TECHNICAL COMPETENCIES:

• Knowledge of medical device industry regulatory affairs discipline throughout the product lifecycle including: Development, Commercialization, and Operations.
• Knowledge of standards and regulations relating to submissions and regulatory approval of device products.
• Knowledge of medical device industry product labeling processes for review and obtaining regulatory approvals.
• Strong technology skills and abilities, especially with Microsoft Office programs and web-based programs.
• Ability to critically and efficiently review detailed information to support a labeling revision.

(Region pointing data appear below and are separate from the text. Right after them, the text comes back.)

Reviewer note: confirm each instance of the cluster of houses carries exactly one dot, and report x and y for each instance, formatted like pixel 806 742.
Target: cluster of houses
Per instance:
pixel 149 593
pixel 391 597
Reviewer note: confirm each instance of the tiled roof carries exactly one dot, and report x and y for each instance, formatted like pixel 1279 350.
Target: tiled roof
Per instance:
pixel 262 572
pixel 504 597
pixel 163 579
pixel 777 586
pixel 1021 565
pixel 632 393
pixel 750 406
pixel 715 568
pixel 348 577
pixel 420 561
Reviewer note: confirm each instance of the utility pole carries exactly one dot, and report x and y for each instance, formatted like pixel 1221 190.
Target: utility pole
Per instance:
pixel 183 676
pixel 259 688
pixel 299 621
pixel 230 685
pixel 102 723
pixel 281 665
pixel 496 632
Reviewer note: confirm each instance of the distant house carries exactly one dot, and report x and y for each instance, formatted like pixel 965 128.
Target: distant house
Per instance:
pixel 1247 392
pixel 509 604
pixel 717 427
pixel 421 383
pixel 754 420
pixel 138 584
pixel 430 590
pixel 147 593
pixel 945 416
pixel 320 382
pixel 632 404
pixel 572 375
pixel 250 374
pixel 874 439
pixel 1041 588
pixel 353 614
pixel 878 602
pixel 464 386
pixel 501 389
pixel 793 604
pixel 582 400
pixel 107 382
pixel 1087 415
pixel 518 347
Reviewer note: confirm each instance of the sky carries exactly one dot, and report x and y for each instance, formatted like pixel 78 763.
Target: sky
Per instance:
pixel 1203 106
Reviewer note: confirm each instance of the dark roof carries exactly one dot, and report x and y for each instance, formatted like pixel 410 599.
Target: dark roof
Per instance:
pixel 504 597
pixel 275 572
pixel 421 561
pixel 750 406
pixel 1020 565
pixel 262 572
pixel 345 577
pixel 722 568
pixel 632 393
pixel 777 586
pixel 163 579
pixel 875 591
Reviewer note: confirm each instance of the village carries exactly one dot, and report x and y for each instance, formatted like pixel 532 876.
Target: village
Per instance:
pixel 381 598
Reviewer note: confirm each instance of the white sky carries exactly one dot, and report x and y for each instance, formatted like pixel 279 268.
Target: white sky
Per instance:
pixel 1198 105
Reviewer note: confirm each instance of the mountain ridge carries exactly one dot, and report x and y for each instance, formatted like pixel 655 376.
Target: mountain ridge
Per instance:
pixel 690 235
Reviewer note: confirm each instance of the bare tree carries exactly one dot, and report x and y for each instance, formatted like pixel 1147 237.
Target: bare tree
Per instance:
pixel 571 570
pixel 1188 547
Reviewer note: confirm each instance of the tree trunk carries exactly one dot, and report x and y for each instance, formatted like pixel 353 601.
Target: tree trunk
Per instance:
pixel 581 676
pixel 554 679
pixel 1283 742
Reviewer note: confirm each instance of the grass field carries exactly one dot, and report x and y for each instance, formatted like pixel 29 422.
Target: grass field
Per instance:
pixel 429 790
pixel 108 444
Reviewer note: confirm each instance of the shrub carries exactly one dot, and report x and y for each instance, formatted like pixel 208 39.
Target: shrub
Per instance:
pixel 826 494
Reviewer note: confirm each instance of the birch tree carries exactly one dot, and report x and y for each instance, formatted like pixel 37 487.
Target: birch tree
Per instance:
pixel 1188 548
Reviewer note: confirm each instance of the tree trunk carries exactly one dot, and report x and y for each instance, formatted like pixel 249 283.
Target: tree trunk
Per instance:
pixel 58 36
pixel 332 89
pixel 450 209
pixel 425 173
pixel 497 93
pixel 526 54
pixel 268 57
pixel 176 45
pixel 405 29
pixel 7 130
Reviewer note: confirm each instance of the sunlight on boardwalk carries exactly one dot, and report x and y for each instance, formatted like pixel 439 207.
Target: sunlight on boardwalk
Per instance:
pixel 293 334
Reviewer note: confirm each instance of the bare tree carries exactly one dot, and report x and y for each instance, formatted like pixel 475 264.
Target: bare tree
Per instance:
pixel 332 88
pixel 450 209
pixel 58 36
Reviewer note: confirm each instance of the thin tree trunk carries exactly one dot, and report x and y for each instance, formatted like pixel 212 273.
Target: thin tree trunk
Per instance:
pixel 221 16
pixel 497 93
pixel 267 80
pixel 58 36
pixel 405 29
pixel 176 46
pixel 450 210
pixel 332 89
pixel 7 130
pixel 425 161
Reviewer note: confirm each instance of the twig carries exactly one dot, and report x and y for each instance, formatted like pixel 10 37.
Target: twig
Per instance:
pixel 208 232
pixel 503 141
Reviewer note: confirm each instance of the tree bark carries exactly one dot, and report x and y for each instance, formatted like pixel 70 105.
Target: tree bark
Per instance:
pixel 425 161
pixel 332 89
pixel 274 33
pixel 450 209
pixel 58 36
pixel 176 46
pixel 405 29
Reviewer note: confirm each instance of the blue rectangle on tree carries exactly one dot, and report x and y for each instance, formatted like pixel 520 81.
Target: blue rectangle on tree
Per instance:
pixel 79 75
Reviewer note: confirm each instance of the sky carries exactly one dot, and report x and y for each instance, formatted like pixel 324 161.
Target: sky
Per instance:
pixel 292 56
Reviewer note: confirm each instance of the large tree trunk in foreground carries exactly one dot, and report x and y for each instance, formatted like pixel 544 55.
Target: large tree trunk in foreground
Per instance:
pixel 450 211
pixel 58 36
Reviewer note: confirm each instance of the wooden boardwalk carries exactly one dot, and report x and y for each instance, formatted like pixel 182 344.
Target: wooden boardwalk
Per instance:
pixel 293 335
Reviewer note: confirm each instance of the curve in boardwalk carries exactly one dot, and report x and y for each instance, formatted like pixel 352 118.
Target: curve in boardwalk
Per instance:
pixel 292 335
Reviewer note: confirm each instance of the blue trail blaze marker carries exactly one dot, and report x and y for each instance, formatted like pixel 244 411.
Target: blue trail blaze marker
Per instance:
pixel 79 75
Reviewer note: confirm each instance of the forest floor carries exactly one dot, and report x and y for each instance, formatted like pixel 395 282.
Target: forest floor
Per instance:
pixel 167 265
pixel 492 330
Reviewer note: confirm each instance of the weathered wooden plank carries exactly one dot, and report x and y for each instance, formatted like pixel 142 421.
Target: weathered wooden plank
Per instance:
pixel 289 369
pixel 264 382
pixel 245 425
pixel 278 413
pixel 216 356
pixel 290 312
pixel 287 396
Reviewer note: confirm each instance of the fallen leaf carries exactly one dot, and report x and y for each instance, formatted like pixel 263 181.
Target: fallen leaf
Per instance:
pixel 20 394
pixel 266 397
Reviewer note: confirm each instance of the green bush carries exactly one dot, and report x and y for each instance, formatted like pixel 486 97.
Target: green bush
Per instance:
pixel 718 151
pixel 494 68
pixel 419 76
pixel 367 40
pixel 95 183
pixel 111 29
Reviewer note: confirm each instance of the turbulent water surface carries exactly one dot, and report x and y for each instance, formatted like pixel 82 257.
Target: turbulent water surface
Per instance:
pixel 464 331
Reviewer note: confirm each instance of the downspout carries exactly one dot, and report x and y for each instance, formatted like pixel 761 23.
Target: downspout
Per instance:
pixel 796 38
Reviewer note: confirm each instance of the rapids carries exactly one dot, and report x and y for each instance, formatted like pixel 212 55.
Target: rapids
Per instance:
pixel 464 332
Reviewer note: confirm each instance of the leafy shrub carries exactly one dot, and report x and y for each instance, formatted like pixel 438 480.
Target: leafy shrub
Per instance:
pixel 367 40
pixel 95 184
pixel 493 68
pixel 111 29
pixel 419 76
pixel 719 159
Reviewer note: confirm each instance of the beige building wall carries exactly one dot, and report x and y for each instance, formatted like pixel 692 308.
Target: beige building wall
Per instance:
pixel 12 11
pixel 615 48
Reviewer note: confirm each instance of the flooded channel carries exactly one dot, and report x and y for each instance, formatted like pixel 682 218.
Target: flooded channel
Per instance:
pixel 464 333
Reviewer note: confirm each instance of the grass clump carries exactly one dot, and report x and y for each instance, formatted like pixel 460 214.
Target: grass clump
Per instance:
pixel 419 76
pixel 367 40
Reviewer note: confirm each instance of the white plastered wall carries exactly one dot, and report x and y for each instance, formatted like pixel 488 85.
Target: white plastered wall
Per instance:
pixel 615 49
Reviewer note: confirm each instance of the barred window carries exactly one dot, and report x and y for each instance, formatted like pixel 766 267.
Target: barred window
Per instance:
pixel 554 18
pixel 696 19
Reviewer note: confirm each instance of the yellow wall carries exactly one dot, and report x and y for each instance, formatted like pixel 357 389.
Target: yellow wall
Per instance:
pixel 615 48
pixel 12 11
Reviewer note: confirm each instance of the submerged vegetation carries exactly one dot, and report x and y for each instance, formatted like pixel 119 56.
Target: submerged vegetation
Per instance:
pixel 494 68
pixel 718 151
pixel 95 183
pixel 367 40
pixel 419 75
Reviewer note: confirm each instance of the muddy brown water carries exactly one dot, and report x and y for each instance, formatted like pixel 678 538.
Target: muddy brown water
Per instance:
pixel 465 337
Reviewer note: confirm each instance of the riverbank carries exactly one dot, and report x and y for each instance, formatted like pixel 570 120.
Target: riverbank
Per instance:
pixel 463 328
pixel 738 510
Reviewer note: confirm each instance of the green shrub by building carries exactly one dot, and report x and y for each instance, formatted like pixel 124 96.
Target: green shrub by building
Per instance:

PROFESSIONAL COMPETENCIES:

• Demonstrated ability in analytical reasoning and critical thinking skills
• Ability contribute and lead a team environment
• Ability to understand and apply business drivers outside of Regulatory Affairs
• Strong communication skills; both oral and written
• Strong interpersonal skills with the ability to influence others in a positive and effective manner
• Detail-oriented with the ability to proofread and check documents for accuracy and inconsistencies; able to do so quickly without sacrificing attention to detail
• Bachelor’s degree or higher preferred. In lieu of degree, 8 years industry experience with applied knowledge of applicable standards, regulations of medical device labeling requirements.

Requirements What happens next

Once you apply, you’ll proceed to the next steps if your skills and experience look like a good fit. But don’t worry—even if this position doesn’t work out, you’re still in our network. That means all of our recruiters will have access to your profile, expanding your opportunities even more.

Helping you discover what’s next in your career is what we’re all about.

 
 
At SPECTRAFORCE, we are committed to maintaining a workplace that ensures fair compensation and wage transparency in adherence with all applicable state and local laws. This position’s starting pay is: $ 38.00/hr.